El problema que nadie quiere admitir
Los calendarios están explotados, los equipos corren como si persiguieran una sombra. Cada semana, tres, cuatro partidos; el cuerpo no lo aguanta. Aquí no hay excusa, hay realidad.
¿Por qué sucede?
Primero, los derechos televisivos exigen más contenido, más goles, más drama. Segundo, los torneos internacionales se superponen, y la UEFA no respeta los límites.

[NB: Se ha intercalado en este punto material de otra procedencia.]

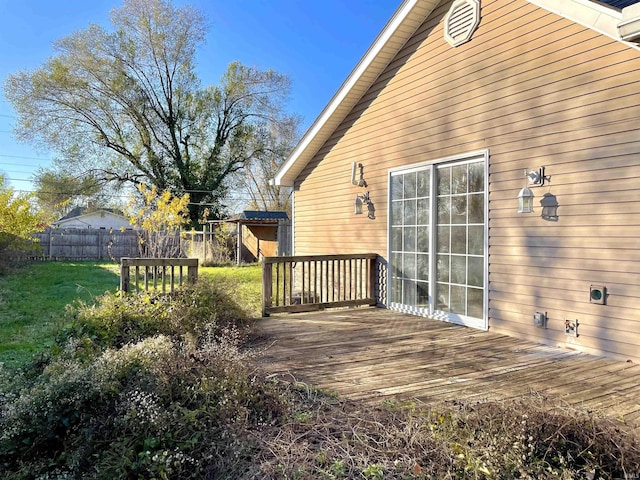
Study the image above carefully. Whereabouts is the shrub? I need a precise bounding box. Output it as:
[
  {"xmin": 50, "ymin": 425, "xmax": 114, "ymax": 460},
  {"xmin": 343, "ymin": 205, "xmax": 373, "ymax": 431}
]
[
  {"xmin": 0, "ymin": 331, "xmax": 284, "ymax": 478},
  {"xmin": 58, "ymin": 279, "xmax": 250, "ymax": 347}
]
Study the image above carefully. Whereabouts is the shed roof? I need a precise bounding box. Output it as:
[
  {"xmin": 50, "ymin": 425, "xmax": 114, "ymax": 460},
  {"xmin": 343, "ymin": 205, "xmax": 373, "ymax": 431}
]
[
  {"xmin": 239, "ymin": 210, "xmax": 289, "ymax": 220},
  {"xmin": 273, "ymin": 0, "xmax": 640, "ymax": 186}
]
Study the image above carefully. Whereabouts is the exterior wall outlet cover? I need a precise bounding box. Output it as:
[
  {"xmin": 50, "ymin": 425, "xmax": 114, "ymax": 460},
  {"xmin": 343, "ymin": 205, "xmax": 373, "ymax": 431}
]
[
  {"xmin": 533, "ymin": 312, "xmax": 547, "ymax": 328},
  {"xmin": 564, "ymin": 320, "xmax": 579, "ymax": 337},
  {"xmin": 589, "ymin": 285, "xmax": 607, "ymax": 305}
]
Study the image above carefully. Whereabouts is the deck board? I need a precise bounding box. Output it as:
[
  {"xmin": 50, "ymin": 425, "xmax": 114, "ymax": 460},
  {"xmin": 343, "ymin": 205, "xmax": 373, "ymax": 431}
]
[{"xmin": 259, "ymin": 308, "xmax": 640, "ymax": 428}]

Y aquí es donde el caos se vuelve rutina.
Impacto en el rendimiento
Los jugadores llegan al campo como piezas desgastadas de un rompecabezas. Lesiones inesperadas aparecen como bombas de tiempo, y la calidad del juego se vuelve un susurro. Los entrenadores ya no planifican tácticas, improvisan con lo que sobrevive.
Consecuencias económicas
Los clubes pierden valor de mercado; los patrocinadores ven menos exposición porque la audiencia se fragmenta. El fanático, saturado, deja de comprar entradas, y la cadena se rompe.
El caso de la Ligue 1
En Francia, la presión es brutal. fixture congestion ha convertido a los equipos en máquinas de supervivencia, no en arte. Los estadios se convierten en campos de batalla sin gloria.
Qué se puede hacer
Revisar el calendario como si fuera una cirugía. Priorizar la salud del jugador, no la rentabilidad inmediata. Implementar ventanas de descanso obligatorias, como en la NBA, y limitar la cantidad de partidos por semana. Además, los broadcasters deben aceptar que menos es más.
Acción inmediata
Si eres directivo, corta la agenda ahora. Reduce al menos dos partidos en los próximos tres meses y observa la diferencia. No esperes a que la lesión sea irreversible. Actúa.